- Born: 1992 (age 33–34) San Diego, California, U.S.
- Education: School of the Art Institute of Chicago
- Occupation: Multidisciplinary artist
- Known for: Disability advocate

= Emily Barker (artist) =

American artist (born 1992)

Emily Barker (born 1992) is an American multidisciplinary artist and activist based in Los Angeles. Their work focuses on topics related to disability, discrimination, and capitalism.

== Biography ==
Emily Barker was born in 1992 in San Diego, California. They studied at the School of the Art Institute of Chicago (SAIC). At age of 19, Baker was diagnosed with paraplegia following an accident. The following year they were diagnosed with complex regional pain. Barker is a wheelchair user and chronically ill. In addition to making art, Barker has worked as a fashion model.

== Artistry ==
Barker's work examines and challenges ableism embedded into contemporary society.

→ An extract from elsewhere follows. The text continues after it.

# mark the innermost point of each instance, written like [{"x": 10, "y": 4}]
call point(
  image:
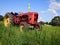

They have had a solo shows: Wall Works at Sentiment Gallery, Body Politic at the Torrence Art Museum, and Illusions of Care at Carlye Packer.

Their piece Death by 7865 Paper Cuts is an installation of a pile of 7,865 documents.

In 2020, at Murmurs, an art space presented Barker's first solo show titled Built to Scale and 2021 MMK exhibition Crip Time. Barker participated in the 2022 Whitney Biennial titled Quiet as It's Kept curated by Adrienne Edwards and David Breslin.